Is there any chance to describe this non-linear event by inputting the last 5 candles ?????

Of course not.

Tell me what language it's written in and how it sounds if it's in human language.)

<OPEN>_1&<HIGH>_1&<LOW>_0&<CLOSE>_1|

I'm not an MO at all, I'm just curious. So I have the right to ask stupid questions.)

Isn't there any way to reduce the amount of data?

Instead of a bunch of candlesticks, you can feed zigzag values. Imho it will describe your pattern at the level no worse.


Something like, ZZ leverage is bigger/smaller than the previous one, etc.

No?


I realise that the whole pattern is much wider than this piece of chart on the screen.

I see the whole pattern like this:

 
Aleksandr Slavskii #:

Instead of a bunch of candlesticks submit zigzag values.
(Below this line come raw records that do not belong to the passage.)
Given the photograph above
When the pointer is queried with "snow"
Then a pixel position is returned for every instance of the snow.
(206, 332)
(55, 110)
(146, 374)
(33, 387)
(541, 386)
Imho it will describe your pattern on the level no worse.

I also prefer zigzag to candlesticks, but there is a problem of ambiguity with it, because there is a dependence of the resulting pattern on the zigzag parameter. For example, in the first picture a smaller zigzag may or may not draw two tops instead of one #2, because there are two candles and anything can be inside them.

Of course, you can clearly see by eye what step of the zigzag should be taken in each specific case of pattern implementation, but it is almost impossible to formalise this vision in the form of an algorithm.